/ 4 February 2019

Omotoso rape trial postponed pending ConCourt outcome

Omotoso has 63 charges against him including racketeering
Omotoso has 63 charges against him including racketeering, rape, sexual assault and human trafficking. (Lulama Zenzile/Foto24/Gallo Images/Getty Images)

The rape trial of controversial televangelist Timothy Omotoso has been postponed to April 16 pending the outcome of his Constitutional Court application to compel the judge presiding over his case to recuse himself. 

Omotoso appeared briefly before the Eastern Cape high court on Monday alongside his two Lusanda Sulani and Zukiswa Sitho. 

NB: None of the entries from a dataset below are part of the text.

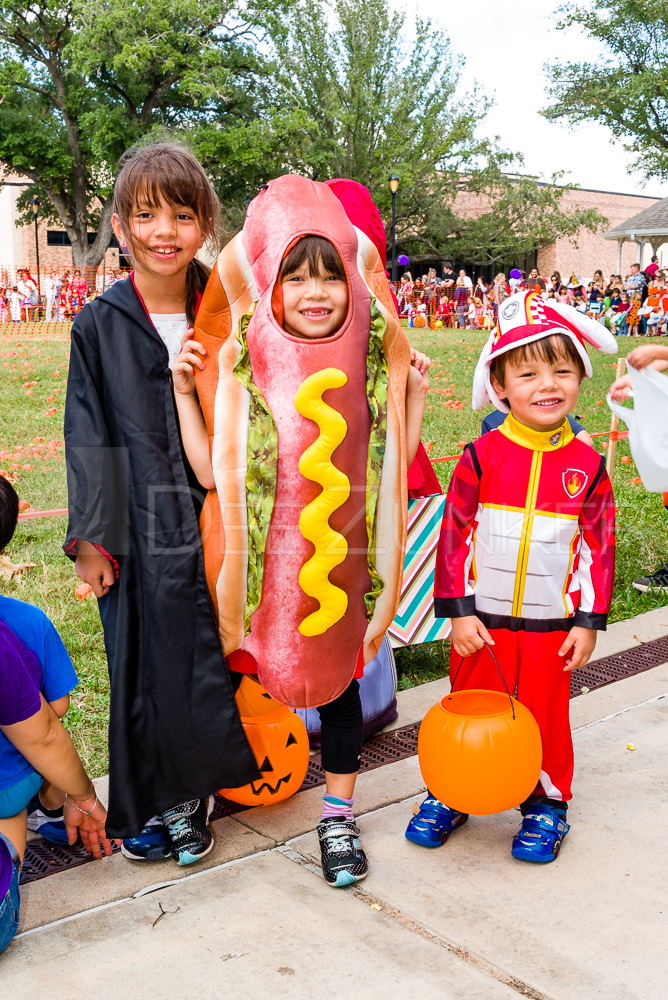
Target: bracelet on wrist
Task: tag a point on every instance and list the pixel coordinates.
(85, 812)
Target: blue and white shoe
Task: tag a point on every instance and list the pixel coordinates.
(187, 828)
(52, 828)
(152, 844)
(540, 836)
(342, 856)
(433, 823)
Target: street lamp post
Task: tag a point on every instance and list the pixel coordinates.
(393, 181)
(34, 204)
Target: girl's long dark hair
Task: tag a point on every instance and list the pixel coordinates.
(165, 171)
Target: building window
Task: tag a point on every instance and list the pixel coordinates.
(59, 238)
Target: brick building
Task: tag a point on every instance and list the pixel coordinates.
(585, 254)
(593, 252)
(17, 243)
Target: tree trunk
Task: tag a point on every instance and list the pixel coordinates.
(88, 257)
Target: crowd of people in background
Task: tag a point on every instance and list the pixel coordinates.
(631, 305)
(56, 297)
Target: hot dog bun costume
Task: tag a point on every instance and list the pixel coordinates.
(305, 534)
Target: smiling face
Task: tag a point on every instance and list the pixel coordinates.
(163, 238)
(314, 305)
(540, 390)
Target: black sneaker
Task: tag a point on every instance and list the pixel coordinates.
(187, 828)
(48, 823)
(343, 860)
(152, 844)
(656, 581)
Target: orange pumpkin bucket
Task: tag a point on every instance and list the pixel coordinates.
(279, 740)
(480, 751)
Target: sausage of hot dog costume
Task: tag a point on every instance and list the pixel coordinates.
(305, 534)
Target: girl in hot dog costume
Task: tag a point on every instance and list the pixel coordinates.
(302, 372)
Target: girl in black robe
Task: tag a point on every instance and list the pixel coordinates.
(174, 732)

The trial was postponed to February 4 in December 2018 pending the decision of the Supreme Court of Appeal (SCA) where he had applied to have the judge presiding over his case recuse himself.

The SCA dismissed Omotoso’s application. It also dismissed Omotoso’s application to have the charges against him dismissed.

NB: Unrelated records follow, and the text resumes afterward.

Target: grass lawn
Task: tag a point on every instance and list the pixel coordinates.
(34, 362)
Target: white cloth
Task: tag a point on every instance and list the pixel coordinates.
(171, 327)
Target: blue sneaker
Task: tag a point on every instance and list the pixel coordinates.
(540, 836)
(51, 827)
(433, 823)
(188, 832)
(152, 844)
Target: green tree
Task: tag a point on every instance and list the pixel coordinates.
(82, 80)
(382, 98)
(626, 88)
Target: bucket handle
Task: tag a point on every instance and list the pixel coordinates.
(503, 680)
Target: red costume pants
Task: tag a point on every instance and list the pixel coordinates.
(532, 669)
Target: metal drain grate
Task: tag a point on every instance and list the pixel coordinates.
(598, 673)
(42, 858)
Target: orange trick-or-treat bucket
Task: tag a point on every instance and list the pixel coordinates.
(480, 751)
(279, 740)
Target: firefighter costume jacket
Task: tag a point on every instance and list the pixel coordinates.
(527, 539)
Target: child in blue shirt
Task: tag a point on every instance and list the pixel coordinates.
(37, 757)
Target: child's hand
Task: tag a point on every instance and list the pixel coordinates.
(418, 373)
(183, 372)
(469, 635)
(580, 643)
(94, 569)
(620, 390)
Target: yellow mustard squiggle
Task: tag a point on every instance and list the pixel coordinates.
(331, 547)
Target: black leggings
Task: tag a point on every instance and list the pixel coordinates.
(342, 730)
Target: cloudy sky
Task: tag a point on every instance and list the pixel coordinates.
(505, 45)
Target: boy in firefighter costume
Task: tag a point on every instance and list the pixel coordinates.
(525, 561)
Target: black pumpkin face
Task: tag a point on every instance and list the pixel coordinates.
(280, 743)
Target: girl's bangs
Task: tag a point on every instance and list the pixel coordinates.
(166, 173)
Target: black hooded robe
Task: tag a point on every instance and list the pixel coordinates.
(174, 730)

READ MORE: SCA dismisses Omotoso’s bid to have judge recused

Omotoso has 63 charges against him including racketeering, rape, sexual assault and human trafficking. He has refused to plead to all the charges. He has been appearing in court alongside two co-accused, Lusanda Sulani and Zukiswa Sitho.

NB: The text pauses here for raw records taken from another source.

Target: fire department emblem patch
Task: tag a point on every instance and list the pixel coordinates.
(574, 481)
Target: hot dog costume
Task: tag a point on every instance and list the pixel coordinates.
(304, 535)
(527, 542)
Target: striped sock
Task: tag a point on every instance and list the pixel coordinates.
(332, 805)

He is accused of trafficking more than 30 girls and women from the three branches of his church, Jesus Dominion International, to a house in Umhlanga, KwaZulu-Natal, where he allegedly sexually abused them.

Forty-nine witnesses have been called to testify in the trial.

Peter Daubermann — Omotoso’s lawyer — applied twice in 2018 for Judge Mandela Makaula to recuse himself from the trial, saying that his client has no chance of a fair trial.

This comes after Dauberman accused Makaula of being biased in favour of Cheryl Zondi, the first witness to testify. Omotoso’s legal team also accused the judge of having made up his mind about the outcome of the trial before even hearing the televangelists side of the story.

In an affidavit submitted by Dauberman, he criticised Makaula saying he has “allowed” his “humanity” to get the better of him. Dauberman also said Makaula already believed Zondi’s version of events which is why the trial could not continue with the judge at the helm.

“A judge cannot display even the slightest display of prejudice,” Daubermann said at the time.

Makaula dismissed the application requesting him to recuse himself, saying Omotoso’s counsel did not provide him with compelling reasons why he should not preside over the trial.

“It is ridiculous in the extreme to assume that I had accepted Miss Zondi’s version of events before the accused has testified,” Makaula said.